In the current issue of the Proceedings of the National Academy of Sciences, scientists from the Johns Hopkins University School of Medicine in Baltimore; Baylor College of Medicine in Houston; Harvard Medical School; two units of Madison, N.J.-based Wyeth; and Beltsville, Md.-based MetaMorphix Inc. reported on a new compound that shows potential in treating muscle-wasting diseases.

The compound is a soluble receptor for myostatin, but the results led first author Se-Jin Lee, professor at the Johns Hopkins University and a consultant to MetaMorphix, to conclude that "clearly, myostatin is not the whole story."

Myostatin is a regulatory protein that inhibits the formation of muscle mass. In 1997, Lee and his colleagues first reported that knocking out the myostatin gene led to mice that were twice as muscular as their normal siblings, giving them the moniker "mighty mice." Highly muscular cattle breeds also have a mutated myostatin gene. (See BioWorld Today, May 2, 1997.)

No word is available on Arnold Schwarzenegger's myostatin status but apparently superhero-like strength would also ensue in humans when myostatin is not working. In 2004, a report in the New England Journal of Medicine described a boy who had no functional copies of the myostatin gene and twice the normal muscle mass for his age. While it was not possible to genotype other members of the boy's family, the change was likely inherited: His mother was a professional athlete, and, according to the paper, an uncle was "a construction worker who was able to unload curbstones by hand."
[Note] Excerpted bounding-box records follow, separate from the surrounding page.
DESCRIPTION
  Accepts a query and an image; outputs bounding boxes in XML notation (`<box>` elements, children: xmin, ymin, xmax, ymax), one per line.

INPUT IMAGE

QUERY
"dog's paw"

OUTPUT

As a result of Lee's earlier work on growth factors, Johns Hopkins, together with Genetics Institute, spun out MetaMorphix in 1994. A myostatin antibody - called JA16 antibody - was licensed to MetaMorphix by Johns Hopkins and sublicensed to Wyeth. It now is in clinical trials, but in preclinical experiments that antibody led to a two- or threefold increase in muscle mass in mice.

For the new work, Lee and his colleagues decided to see whether a broader-spectrum inhibition of myostatin would be even more effective in stimulating muscle growth.

The scientists constructed a soluble form of the activin type 2B receptor, which normally binds myostatin in cell membranes, that they then coupled to the FC region of antibodies. The FC receptor domain usually activates the immune system, but Lee said the domain used in those experiments had point mutations that would allow it to stabilize the receptor without activating the immune system.

Lee told BioWorld Today that the receptor "can produce dramatic effects in a short period of time." In fact, two injections, given one week apart, of the receptor increased muscle mass by up to 60 percent in wild-type mice.

Myostatin appears to work by capping the size of muscle fibers, and the activin 2b described in the PNAS paper increased the size of those fibers. When the researchers measured the diameters of muscle fibers, they were increased by about 20 percent. While they did not directly measure volume, Lee said that the larger diameter, together with increases in protein and DNA content that they did measure, would be consistent with the idea of larger muscle fibers and sufficient to account for the increases they saw.

The results also suggested that myostatin is not the only agent that inhibits muscle growth. The scientists administered the activin antibodies to mice lacking the myostatin gene - if myostatin were the only protein inhibiting muscle growth, the antibody should be without effect in such mice, because they have no myostatin for it to bind to. Instead, those mice showed less of an effect when the activin receptors were administered, but still formed more muscle than controls. That led the researchers to conclude that one or more additional protein or proteins must also be involved in regulating muscle growth.

There are two activin receptors that bind myostatin, and teasing out the relative effects of the type 2 and type 2b receptors proved somewhat challenging, as double mutants mice showed the most frequent knockout phenotype known to man: embryonic death. Nevertheless, the scientists were able to make a mouse that lacked three of the four genes for the receptors: both copies of the type 2 receptor plus one copy of the type 2b receptor. Those mice had further increases in muscle mass compared to mice lacking only the type 2 receptor, suggesting that the receptors are somewhat but not completely redundant.